This proofs that it may be possible to include ICU in Mozilla/Firefox w/o too
much size penalty. ICU size can be reduced a lot. And static linking will pull
only the code we need from ICU.
Attachment #173704 - Attachment is obsolete: true
Attachment #186465 - Flags: review?(jshin1987)
This patch remove a lot of stuffs. I make sure only that Thai
DictionaryBasedBreakIterator is working.
Attachment #186467 - Flags: review?(jshin1987)
I've just build the original firefox source with the same MOZCONFIG/setting I
used for the modified source. The result firefox.exe is a little bit smaller
than Mozilla.org official build. So I recompute the actual size that my ICU add
to firefox.exe. The modified firefox.exe is actually 528K bigger.
Comment on attachment 186465 [details] [diff] [review]
Patch to use ICU for Thai line-breaking, statically link on Windows

Thanks for your work, but introducing a new dependency (although only at the
compilation time) is not under my 'jurisdiction'. Perhaps, we need to figure
out a better way to make use of ICU (including a subset of them in our tree may
be an option).
Attachment #186465 - Flags: review?(jshin1987)
1) Is there any other possible use of ICU in Mozilla now? There'll be more
chance to include ICU in the tree if there're many uses of it.

2) Is it possible to introduce a configure option, e.g. --with-icu[=icu-prefix],
to enable the use of ICU at compile time? This should not interfere with the
normal build while providing the option to use ICU in Mozilla (anywhere).
(In reply to comment #30)
> 1) Is there any other possible use of ICU in Mozilla now? There'll be more
> chance to include ICU in the tree if there're many uses of it.

There may be many if we decide to use ICU, but ...
 
> 2) Is it possible to introduce a configure option, e.g. --with-icu[=icu-prefix],
> to enable the use of ICU at compile time?
 
That's another possibility. Perhaps, that's a good interim solution. Can you
make a patch to implement that? 
I don't know how yet but I'll try.
I've looked at similar stuff in configure.in.
I split the patch into two parts. The patch to configure.in (add --with-icu) is
filed as another bug #299324 which this bug depends.

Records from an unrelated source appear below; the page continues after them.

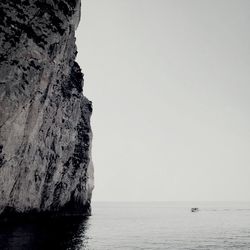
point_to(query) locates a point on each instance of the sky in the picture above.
(170, 86)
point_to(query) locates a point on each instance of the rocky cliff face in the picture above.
(45, 134)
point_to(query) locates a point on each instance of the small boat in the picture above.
(194, 209)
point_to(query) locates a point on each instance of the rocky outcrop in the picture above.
(45, 134)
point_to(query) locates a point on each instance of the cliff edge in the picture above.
(45, 133)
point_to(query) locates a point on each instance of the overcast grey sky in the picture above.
(170, 85)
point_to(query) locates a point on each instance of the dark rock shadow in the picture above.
(49, 233)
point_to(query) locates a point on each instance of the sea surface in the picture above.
(156, 225)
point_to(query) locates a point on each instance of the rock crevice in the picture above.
(45, 133)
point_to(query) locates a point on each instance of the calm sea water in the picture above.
(138, 226)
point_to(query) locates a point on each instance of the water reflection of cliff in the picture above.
(57, 234)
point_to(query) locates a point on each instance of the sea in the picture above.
(137, 225)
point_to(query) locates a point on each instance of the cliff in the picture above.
(45, 133)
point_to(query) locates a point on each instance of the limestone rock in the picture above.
(45, 133)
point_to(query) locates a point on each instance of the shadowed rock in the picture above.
(45, 133)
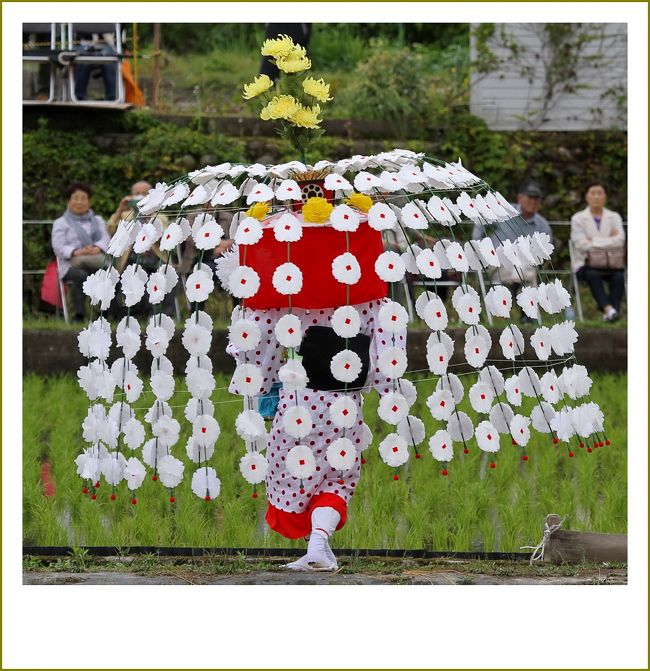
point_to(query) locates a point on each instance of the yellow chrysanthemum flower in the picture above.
(306, 117)
(316, 88)
(280, 107)
(360, 201)
(280, 47)
(258, 211)
(292, 64)
(317, 210)
(259, 85)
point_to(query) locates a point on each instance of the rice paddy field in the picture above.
(473, 508)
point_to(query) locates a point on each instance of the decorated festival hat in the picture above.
(316, 236)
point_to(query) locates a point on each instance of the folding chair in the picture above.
(73, 30)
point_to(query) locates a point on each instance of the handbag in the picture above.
(606, 259)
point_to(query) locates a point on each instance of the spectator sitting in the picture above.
(150, 260)
(79, 240)
(599, 251)
(95, 45)
(529, 200)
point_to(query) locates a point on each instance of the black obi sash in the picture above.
(318, 347)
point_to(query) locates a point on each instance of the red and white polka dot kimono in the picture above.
(329, 415)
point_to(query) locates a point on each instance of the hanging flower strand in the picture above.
(297, 107)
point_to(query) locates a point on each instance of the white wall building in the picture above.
(559, 77)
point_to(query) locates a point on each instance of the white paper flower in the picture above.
(346, 268)
(541, 417)
(287, 279)
(157, 341)
(162, 386)
(244, 334)
(344, 218)
(113, 467)
(288, 331)
(392, 362)
(441, 404)
(394, 450)
(460, 426)
(253, 467)
(512, 342)
(259, 193)
(365, 182)
(513, 390)
(250, 425)
(133, 284)
(576, 381)
(452, 383)
(343, 412)
(481, 397)
(297, 421)
(550, 387)
(205, 483)
(412, 429)
(519, 430)
(199, 285)
(529, 382)
(500, 416)
(392, 317)
(441, 446)
(341, 454)
(133, 433)
(247, 379)
(476, 351)
(225, 194)
(498, 301)
(527, 301)
(249, 232)
(293, 375)
(243, 282)
(393, 408)
(346, 321)
(469, 308)
(300, 462)
(390, 267)
(346, 366)
(197, 340)
(493, 378)
(334, 182)
(563, 338)
(487, 437)
(428, 264)
(381, 217)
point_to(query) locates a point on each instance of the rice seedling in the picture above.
(474, 507)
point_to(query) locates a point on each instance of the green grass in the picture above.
(470, 509)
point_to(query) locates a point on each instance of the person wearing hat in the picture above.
(529, 200)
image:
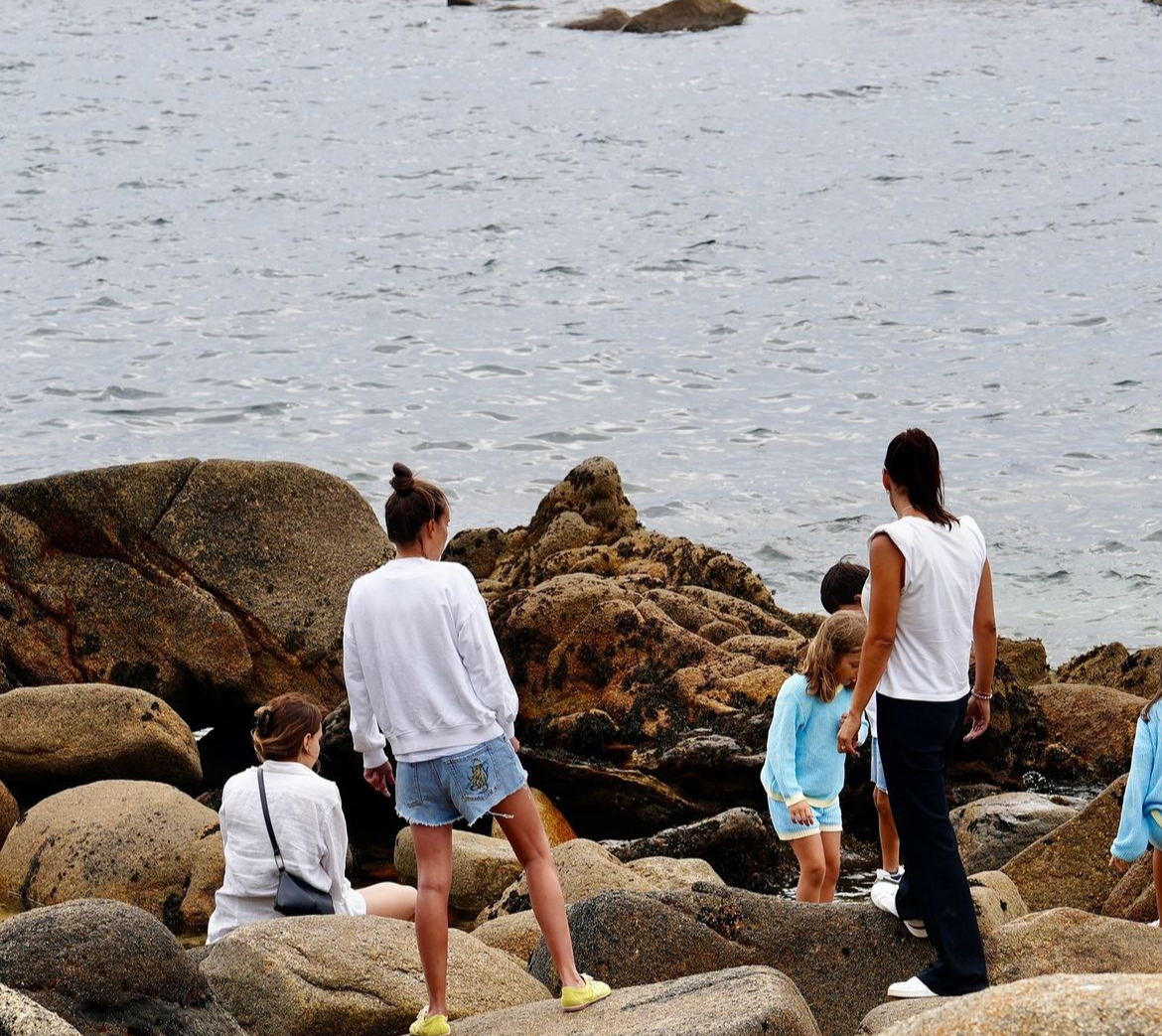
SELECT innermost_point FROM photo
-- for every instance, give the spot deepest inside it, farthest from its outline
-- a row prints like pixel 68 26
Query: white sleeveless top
pixel 935 628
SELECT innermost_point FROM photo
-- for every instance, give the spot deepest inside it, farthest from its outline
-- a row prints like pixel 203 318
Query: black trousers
pixel 916 743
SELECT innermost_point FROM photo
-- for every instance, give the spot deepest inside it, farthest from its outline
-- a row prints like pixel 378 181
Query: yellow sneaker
pixel 576 997
pixel 425 1024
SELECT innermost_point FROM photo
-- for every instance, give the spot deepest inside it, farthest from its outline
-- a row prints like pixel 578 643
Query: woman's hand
pixel 379 778
pixel 849 733
pixel 977 714
pixel 800 813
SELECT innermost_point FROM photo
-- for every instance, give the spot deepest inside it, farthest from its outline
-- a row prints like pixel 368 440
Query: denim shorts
pixel 877 777
pixel 466 784
pixel 822 818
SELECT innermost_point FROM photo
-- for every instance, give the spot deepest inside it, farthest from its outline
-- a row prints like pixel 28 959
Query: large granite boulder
pixel 356 975
pixel 688 16
pixel 1089 729
pixel 1074 942
pixel 739 844
pixel 742 1001
pixel 483 867
pixel 1068 866
pixel 107 967
pixel 1113 666
pixel 66 735
pixel 1065 1004
pixel 139 842
pixel 840 956
pixel 201 583
pixel 992 830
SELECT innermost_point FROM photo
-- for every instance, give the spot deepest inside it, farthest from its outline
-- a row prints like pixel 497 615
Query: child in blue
pixel 1141 809
pixel 803 772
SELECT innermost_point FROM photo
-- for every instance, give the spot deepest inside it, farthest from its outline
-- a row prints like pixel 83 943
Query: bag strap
pixel 266 816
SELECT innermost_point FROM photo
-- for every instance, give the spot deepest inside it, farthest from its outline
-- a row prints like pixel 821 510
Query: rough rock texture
pixel 552 819
pixel 610 20
pixel 1073 942
pixel 107 967
pixel 1065 1004
pixel 1133 897
pixel 66 735
pixel 138 842
pixel 1089 729
pixel 1068 867
pixel 743 1001
pixel 357 975
pixel 739 844
pixel 840 956
pixel 585 869
pixel 23 1016
pixel 483 867
pixel 9 813
pixel 688 16
pixel 1112 666
pixel 197 581
pixel 992 830
pixel 517 934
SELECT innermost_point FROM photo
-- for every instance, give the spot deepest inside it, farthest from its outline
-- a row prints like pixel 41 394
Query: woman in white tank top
pixel 929 602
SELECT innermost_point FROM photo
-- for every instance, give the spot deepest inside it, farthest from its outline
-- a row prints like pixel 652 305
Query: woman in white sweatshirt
pixel 424 672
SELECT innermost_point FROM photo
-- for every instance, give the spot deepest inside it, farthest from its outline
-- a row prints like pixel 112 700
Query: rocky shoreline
pixel 138 604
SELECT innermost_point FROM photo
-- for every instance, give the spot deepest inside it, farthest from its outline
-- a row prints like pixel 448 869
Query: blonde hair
pixel 840 634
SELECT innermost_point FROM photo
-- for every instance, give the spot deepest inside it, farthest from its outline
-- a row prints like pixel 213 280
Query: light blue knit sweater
pixel 803 762
pixel 1143 789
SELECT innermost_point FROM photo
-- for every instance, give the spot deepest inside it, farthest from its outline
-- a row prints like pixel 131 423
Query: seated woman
pixel 308 822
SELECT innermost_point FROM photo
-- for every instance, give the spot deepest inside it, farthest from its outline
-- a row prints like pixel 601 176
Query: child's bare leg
pixel 812 867
pixel 1157 879
pixel 433 881
pixel 518 818
pixel 889 840
pixel 831 860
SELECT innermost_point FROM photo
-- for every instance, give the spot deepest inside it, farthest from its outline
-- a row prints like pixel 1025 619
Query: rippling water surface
pixel 347 232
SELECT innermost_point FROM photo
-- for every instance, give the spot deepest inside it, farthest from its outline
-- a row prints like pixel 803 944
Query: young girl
pixel 803 772
pixel 1141 809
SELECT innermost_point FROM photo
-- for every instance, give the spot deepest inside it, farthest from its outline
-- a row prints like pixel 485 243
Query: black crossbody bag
pixel 294 897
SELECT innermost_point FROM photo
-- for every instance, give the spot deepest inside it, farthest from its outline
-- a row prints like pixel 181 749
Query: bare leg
pixel 831 859
pixel 433 881
pixel 812 867
pixel 518 817
pixel 389 900
pixel 1157 878
pixel 889 840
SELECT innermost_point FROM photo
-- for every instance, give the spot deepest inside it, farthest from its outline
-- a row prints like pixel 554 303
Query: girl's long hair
pixel 840 634
pixel 1149 704
pixel 914 462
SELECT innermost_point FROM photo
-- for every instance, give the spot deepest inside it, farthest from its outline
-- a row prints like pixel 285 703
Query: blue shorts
pixel 822 818
pixel 877 777
pixel 467 784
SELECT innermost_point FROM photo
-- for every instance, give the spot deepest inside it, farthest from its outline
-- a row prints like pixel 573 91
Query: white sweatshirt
pixel 307 817
pixel 422 663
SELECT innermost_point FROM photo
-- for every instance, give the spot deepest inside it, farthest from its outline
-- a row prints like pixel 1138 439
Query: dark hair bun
pixel 403 482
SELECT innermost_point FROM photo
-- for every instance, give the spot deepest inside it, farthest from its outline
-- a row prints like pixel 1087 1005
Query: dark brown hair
pixel 841 584
pixel 840 634
pixel 412 504
pixel 281 724
pixel 914 462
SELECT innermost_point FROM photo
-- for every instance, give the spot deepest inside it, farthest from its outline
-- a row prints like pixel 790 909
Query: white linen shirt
pixel 422 664
pixel 308 822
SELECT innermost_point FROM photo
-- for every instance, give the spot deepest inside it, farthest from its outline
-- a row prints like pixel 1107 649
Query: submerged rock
pixel 111 968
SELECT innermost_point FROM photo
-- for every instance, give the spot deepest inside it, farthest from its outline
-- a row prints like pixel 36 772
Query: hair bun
pixel 403 482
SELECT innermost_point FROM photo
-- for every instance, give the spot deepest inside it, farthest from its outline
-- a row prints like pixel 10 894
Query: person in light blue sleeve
pixel 1141 809
pixel 801 774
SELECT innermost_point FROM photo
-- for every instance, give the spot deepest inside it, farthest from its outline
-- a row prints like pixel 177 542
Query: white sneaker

This patch now use ICU for
Thai line-breaking only if configure with --with-icu flag (which will #define
ENABLE_ICU).
Attachment #186465 - Attachment is obsolete: true
Attachment #187900 - Flags: review?(jshin1987)
Depends on: 299324
Comment on attachment 187900 [details] [diff] [review]
Patch to optionally use ICU for Thai line breaking

Sorry for the delay.
We have to keep the current Thai line breaker if ENABLE_ICU is NOT defined,
don't we?
Attachment #187900 - Flags: review?(jshin1987) → review-
Comment on attachment 186467 [details] [diff] [review]
Patch to reduce the size of ICU for Thai line-breaking

This is not releavant at least for now
Attachment #186467 - Flags: review?(jshin1987)
> We have to keep the current Thai line breaker if ENABLE_ICU is NOT defined,
don't we?

No. The old rule-based Thai word-breaking code should be removed. It doesn't get
called anyway. nsJISx4501LineBreaker.cpp w/o the new patch only process CJK now
(it used to called the Thai rule-based code). That's why Thai word-breaking is
currently not working.
You will need to install libthai (http://libthai.sf.net/) on your system for
the Thai word breaking function to work.

The code loads libthai.so dynamically so if there is no libthai in the system,
it will do nothing. The benefit is that the patch is small and doesn't hurt
other users who don't speak Thai. For Thai users, they just have to install
libthai in their system and the vanilla version Mozilla/Firefox should work
immediately, no need to re-compile in order to have Thai support.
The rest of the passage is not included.